Four Anganwadi Centres (two in Hatkhwapara, and one each in Hirapara and Keotpara) have been refurbished, inaugurated and handed over to the three communities by the team of volunteers from UCD Volunteers Overseas, Ireland and Don Bosco University. The refurbishing process included scrubbing the walls and floors, repairing the broken walls and floors, white washing, painting and finally fitting linoleum on the floors.

Speaking on the experience of the process of the Anganwadi refurbishing work Ms. Dupphidalin says that ‘she has learnt how to mix cement and sand and may perhaps be able to fix her own house’, while Ms. Namita says that she ‘could perhaps paint her own house as she has discovered the painter-self in her.’

For Ms. Victoire and Mr. John while ‘the cleaning and whitewashing of the centers were the most frustrating, the emerging of trees, animals and rainbows from the once dull walls and beautiful laying of linoleum on the once broken floors were the most satisfying and joyous experience.’

According to Peter ‘the transformation of Hirapara Anganwadi Centre gives happiness with a hope that children who come there can now have more pleasant time.’

Azara Open Exhibition was not a Success but a……

The United Girls Club with  art and craft products

The United Girls Club with art and craft products

Azara (Emma McLoughlin): An open exhibition between all three communities – Keotpara, Hatkhwapara and Hirapara was organised in Azara Public Hall on Wednesday (July 9), and to say it was a success would be an understatement! On the way to the hall early Wednesday morning, I felt a bit daunted by the day that lay ahead. Our experience of Indian punctuality has been stressful at times! Also, the event was scheduled between 10.00 am and 6.00 pm so I was worried that it would be a thin crowd coming and going due to it being such a drawn out period of time. My fears quickly dissipated as some of our community members were there to help us set up at 8.30am! A feeling of great hope built up as we rushed around frantically searching for scissors and sellotape to set up the stalls for each of our village. The whole thing took shape fantastically and the team worked together seamlessly.

The Exhibition Stall from Hirapara

The Exhibition Stall from Hirapara

The crowds and communities started arriving in force. The stands were full of artwork made by children and adults alike. There were handmade crafts ranging from vases to handbags. The people bustled around enthusiastically and there was a great buzz in the air!

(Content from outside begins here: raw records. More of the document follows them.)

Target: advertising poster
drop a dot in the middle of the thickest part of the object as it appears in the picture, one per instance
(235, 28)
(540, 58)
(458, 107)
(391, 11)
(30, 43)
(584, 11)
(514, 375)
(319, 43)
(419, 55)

The performances started and it was just brilliant to see such a huge celebration of culture. Indian and Irish volunteers performed as well as children, adolescents and women from the villages. We had songs as Gaeilge, in Assamese, a magic show, traditional dance, contemporary dance and even a makeshift river dance with our friends from Global Schoolroom. The crowd loved it and we had a ball doing as well.

Musical Chair game in progress

Musical Chair game in progress

There was a huge number of people in attendance throughout the day and instead of fizzling out towards the evening, more people actually arrived. Approximately 500 people joined the event, people of all ages, enjoying the day and seeing the hard work put in by the members of the community. We had lovely refreshments, we played football and musical chairs, we got to know more people and just generally had an amazing time. At certain points, when the speakers were turned up, it was more like a massive community dance party than an exhibition! But such was the spirit of the day.

Common Dance on a Common Dance Floor

Common Dance on a Common Dance Floor

It was definitely the perfect way to showcase the hard work put in by UCDVO and ADBU over the last month. More importantly, it was a great way for the women and girls of the communities to showcase and be proud of their amazing talents. They had the opportunity to sell their crafts and some of them even had orders placed for more! It was a great chance for us all to celebrate the close relationship we have built over the last month and to celebrate different people, talents and cultures coming together to have fun.

It was not just a success but a ‘grand success’, and a great story to tell in life.